• Gordon Clarke v. Environmental Health Officer

    Decision Date:
    1998-02-10
    File Numbers:
    Decision Numbers:
    97-HEA-32
    Third Party:
    David Ullman, Third Party
    Disposition:
    PANEL UPHOLDS THE EHO’S DECISION TO REFUSE TO ISSUE A PERMIT, APPEAL DISMISSED

    Summary

    Decision Date: February 10, 1998

    Panel: Toby Vigod

    Keywords: Sewage Disposal Regulation – Schedule 2, s. 18(d); absorption field; cistern; well; domestic water supply; award of costs.

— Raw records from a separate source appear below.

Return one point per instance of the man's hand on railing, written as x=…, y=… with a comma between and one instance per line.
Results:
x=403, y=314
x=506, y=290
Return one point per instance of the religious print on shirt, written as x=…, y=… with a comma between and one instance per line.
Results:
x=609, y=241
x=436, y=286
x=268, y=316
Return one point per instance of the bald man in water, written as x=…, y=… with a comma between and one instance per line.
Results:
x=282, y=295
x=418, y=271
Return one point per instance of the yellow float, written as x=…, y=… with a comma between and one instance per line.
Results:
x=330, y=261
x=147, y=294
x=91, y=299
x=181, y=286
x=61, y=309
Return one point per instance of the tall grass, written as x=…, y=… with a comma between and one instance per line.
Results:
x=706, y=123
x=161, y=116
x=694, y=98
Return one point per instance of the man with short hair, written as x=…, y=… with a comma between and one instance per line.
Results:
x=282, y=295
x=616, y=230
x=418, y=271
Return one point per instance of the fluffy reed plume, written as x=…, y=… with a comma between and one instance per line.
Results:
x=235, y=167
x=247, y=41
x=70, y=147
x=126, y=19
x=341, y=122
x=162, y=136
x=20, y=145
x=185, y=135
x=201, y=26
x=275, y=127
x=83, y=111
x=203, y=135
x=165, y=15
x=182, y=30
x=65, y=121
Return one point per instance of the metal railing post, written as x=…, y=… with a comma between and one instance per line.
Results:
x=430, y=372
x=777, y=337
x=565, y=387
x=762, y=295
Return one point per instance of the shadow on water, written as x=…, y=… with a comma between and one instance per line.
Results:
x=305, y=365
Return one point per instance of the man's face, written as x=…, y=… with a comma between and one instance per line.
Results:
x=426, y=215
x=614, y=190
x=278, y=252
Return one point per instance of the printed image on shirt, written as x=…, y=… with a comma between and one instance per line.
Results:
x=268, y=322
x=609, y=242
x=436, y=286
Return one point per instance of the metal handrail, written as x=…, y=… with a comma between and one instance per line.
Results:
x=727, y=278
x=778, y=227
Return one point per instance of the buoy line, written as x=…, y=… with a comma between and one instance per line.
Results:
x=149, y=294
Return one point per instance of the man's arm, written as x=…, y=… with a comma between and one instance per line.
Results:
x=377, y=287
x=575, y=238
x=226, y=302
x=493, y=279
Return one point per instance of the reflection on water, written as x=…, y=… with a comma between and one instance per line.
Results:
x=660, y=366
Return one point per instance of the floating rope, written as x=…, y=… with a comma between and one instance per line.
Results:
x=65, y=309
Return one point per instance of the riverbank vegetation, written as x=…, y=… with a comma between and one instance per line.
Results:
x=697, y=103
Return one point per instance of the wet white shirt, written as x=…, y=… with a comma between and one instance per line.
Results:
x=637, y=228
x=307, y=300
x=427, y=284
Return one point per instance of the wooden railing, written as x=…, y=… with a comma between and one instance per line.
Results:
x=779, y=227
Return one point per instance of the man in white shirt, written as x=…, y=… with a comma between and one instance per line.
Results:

    Mr. Clarke appealed the decision of the Environmental Health Officer to refuse to issue a permit for a sewage disposal system for a waterfront property near Campbell River, B.C. The EHO found that a cistern located on a neighbouring property also functioned as a well and as a source of domestic water, and that the proposed site of the absorption field for the Appellant’s property was, at a distance of 50 feet, too close to the cistern. The Appellant submitted that the 100-foot minimum distance required by the Regulation should not have applied. He argued that the cistern was not a well or a “source of domestic water” itself, but rather a reservoir for water from the true source, a creek located about 300 feet from the proposed absorption field.

    The Board found that the cistern did operate like a shallow well in that water infiltrated from the sub-surface into the cistern. The fact that the “primary” source of water may have been the creek did not detract from the fact that water was also entering the cistern from the sub-surface and that it provided water when the creek was dry in the summer. There was therefore a real concern that effluent from a septic field at the proposed location could contaminate the water in the cistern and thereby have a negative impact on public health. The appeal was dismissed.